Когда движешься в общей колонне, память превращается в фабрику сновидений и мечтаний, которые зависали в воздухе, создавая общую ауру. Он знал, что вон тот солдат вспоминал о розе, которая оказалась в ее постели в день Игр. В глазах другого стоял человек с разорванным ухом. Третий — похожий на ученого, силой отданного на службу, просто тяготился всем происходившим вокруг. А толстяк, сохранивший детское выражение лица, шутник, чьи непристойности вызывали гомерический хохот окружающих? Этот мечтал о косметике из Египта, мягкой кровати фирмы «Геракл», о белых голубях с подрезанными крыльями, снующих по накрытому для пиршества столу. На пороге публичного дома его издавна встречали взрывы смеха и град шутливых шлепков. Здесь были другие, мечтающие о более редких удовольствиях — обнаженных мальчиках, марширующих в колонну по два, пробирающихся сквозь густой снег на пути в школу арфистов. В варварской дионисийской земле они с хохотом преподнесли жрецу гигантский, обтянутый кожей фалос, но посвященный принял его вместе с ритуальной горстью соли с трепетным молчанием. Их мечты струились сквозь него. Ощущая их, он открыл память потоку сознания, делая это гордо и элегантно, словно вскрывая вену.

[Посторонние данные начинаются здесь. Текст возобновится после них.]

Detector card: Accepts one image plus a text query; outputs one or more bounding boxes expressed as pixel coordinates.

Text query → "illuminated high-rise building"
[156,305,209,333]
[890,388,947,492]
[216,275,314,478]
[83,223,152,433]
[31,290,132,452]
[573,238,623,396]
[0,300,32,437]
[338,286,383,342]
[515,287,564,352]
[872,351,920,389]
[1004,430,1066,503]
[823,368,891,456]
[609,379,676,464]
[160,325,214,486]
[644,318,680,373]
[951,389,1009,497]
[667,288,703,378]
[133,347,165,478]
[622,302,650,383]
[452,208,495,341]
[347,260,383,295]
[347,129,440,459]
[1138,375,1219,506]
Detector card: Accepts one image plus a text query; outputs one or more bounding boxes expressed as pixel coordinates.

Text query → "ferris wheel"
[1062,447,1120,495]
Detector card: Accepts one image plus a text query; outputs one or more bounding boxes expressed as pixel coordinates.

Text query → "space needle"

Обвал образов был настолько силен, что мешал занять место рядом с Жюстиной, на мраморе, освещенном луной. Он чувствовал, как его тело как бы вытесняло субстанцию мыслей. Балтазар подвинулся, уступая ему место, продолжая тихо разговаривать с Жюстиной. (Они торжественно пили вино, выплескивая остатки прямо на одежду. Генералы только что сказали, что они никогда не смогут преодолеть все это, никогда не найдут город.) Он так ясно вспомнил, как Жюстина после ночи любви, сидела на кровати скрестя по-турецки ноги и раскладывала пасьянс — небольшая колода карт всегда хранилась на полке среди книг, — словно пытаясь определить степень счастливой будущности, которая осталась у них после недавнего путешествия по ледяной подземной реке страсти, которую она была не способна ни преуменьшить, ни пригасить. («Умы, подчиненные сексуальности, — однажды изрек Балтазар, — не находят успокоения до старости и лишь увядающие силы убеждают их, что молчание и покой не есть зло»).
Вся разобщенность их жизней, была ли она мерой беспокойства и тревоги, унаследованной ими у города и вечности? «О, мой Бог! — чуть было не произнес он. — Жюстина, почему мы не уедем из этого города, не займемся поисками атмосферы, не отравленной безнадежностью и неудачами». На ум пришли слова старого поэта, навалились, пронизывая все его естество — как, кажется, педаль пианино заставляет инструмент продлевать мелодию, — вызывая смутные призраки надежды, которые, как он думал, пришли из его мрачных снов.